Residents welcome Commissioners’ stand on public inquiry
Residents have welcomed the tough stand taken by the Planning Appeals Commission which has halted the public inquiry into the proposed runway extension at George Best Belfast City Airport.
In a highly unusual move, the Commission has refused to go any further with the inquiry until the Department of the Environment obtains more robust and complete noise-related environmental data from the airport.
The Department’s Planning Service had suggested the airport could submit further information once the inquiry hearings were underway, but the Commission has refused to accept this proposal, making it clear this could give rise to an undue delay as in the Sprucefield public inquiry.
Reacting to the news, Dr Liz Fawcett, Chair of the Belfast City Airport Watch Steering Group, said:
“We are really glad that the Commission has stood its ground against a shameful proposal by the Planning Service which would have given a really unfair advantage to the airport.
“Had the airport been allowed to submit further information at the last minute, residents and other objectors would have had scant time to scrutinise it properly and we would have been at a real disadvantage.
“We’re also glad that the Commission has seen the patent flaws in the noise data submitted to date by the airport – information which was heavily criticised by the Civil Aviation Authority in a report commissioned and initially suppressed by the Planning Service.”
The detailed Civil Aviation Authority (CAA) report was heavily critical of vital noise information submitted by the airport in support of its plan.

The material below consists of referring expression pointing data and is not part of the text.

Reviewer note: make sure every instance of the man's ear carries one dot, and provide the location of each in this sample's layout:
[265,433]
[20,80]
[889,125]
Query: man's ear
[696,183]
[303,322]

In its report, the CAA, which is the UK’s official aviation regulator:
took the airport to task for failing to provide sufficient detail on its future air traffic forecasts in stark contrast to other UK airports making similar planning applications
concluded that the methodology used to calculate the likely additional noise impact resulting from a runway extension was misleading and had seriously underestimated the potential scale of the problem
highlighted the fact that, if the runway extension went ahead, there would be little to prevent huge aeroplanes, such as A310 Airbuses and Boeing 757s, from using the airport
criticised the airport for assuming it would be flouting the current official cap on its passenger numbers by nearly one million more passengers than is actually permitted under the airport’s existing planning agreement with the Planning Service
The Department of the Environment and the Planning Service initially resisted requests to publish the CAA’s report, which was completed in November 2009, on the basis that it was an ‘internal’ document. Its damning contents eventually came to light in March this year.

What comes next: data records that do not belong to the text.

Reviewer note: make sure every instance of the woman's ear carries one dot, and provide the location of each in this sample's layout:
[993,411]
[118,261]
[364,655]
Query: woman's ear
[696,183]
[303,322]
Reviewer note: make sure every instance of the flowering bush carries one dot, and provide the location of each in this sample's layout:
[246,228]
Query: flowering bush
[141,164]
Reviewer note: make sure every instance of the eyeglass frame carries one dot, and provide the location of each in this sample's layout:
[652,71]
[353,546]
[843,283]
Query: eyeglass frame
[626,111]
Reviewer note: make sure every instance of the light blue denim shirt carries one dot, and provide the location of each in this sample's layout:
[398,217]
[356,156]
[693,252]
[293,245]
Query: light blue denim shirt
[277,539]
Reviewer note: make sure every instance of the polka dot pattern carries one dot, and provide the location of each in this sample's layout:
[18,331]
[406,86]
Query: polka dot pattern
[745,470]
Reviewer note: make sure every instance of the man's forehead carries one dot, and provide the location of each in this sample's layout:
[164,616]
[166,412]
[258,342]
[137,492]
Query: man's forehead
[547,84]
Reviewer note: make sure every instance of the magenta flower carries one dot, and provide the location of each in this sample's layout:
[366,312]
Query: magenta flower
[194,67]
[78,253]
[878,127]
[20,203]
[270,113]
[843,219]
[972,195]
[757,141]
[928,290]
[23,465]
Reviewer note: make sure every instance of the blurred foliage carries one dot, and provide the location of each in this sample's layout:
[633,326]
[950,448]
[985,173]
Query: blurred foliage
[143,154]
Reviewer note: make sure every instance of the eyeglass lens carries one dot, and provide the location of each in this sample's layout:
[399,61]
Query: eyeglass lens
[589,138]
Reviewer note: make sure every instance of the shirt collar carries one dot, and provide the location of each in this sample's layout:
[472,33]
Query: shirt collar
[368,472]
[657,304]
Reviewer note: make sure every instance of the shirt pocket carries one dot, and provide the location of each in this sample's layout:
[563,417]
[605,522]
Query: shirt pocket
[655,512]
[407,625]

Belfast City Airport Watch opposes the runway extension proposal because an extended runway would enable planes to carry larger loads of passengers and fuel, leading to heavier aircraft and greater levels of noise. The proposal would also enable the airport to greatly expand its operations.

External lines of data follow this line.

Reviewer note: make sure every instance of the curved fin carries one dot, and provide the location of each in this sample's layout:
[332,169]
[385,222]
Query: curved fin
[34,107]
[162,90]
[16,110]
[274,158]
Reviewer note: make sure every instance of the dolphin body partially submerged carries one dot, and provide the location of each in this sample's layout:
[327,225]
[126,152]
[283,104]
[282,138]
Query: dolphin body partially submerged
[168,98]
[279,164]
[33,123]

Both these points were supported by the CAA report which states that, in terms of the proposed runway length alone, it would be possible to operate larger aircraft from the extended runway, possibly with some adaptations to ground infrastructure.
In its letter to the Planning Service informing it of its decision to delay the inquiry, the Commission also refers to the need for fuller information on comments received from objectors and supporters to the airport’s application. In a response to a Freedom of Information request by BCAW, the Planning Service recently revealed that 2,209 of the 2,242 “letters of support” it received with regard to the application were actually postcards.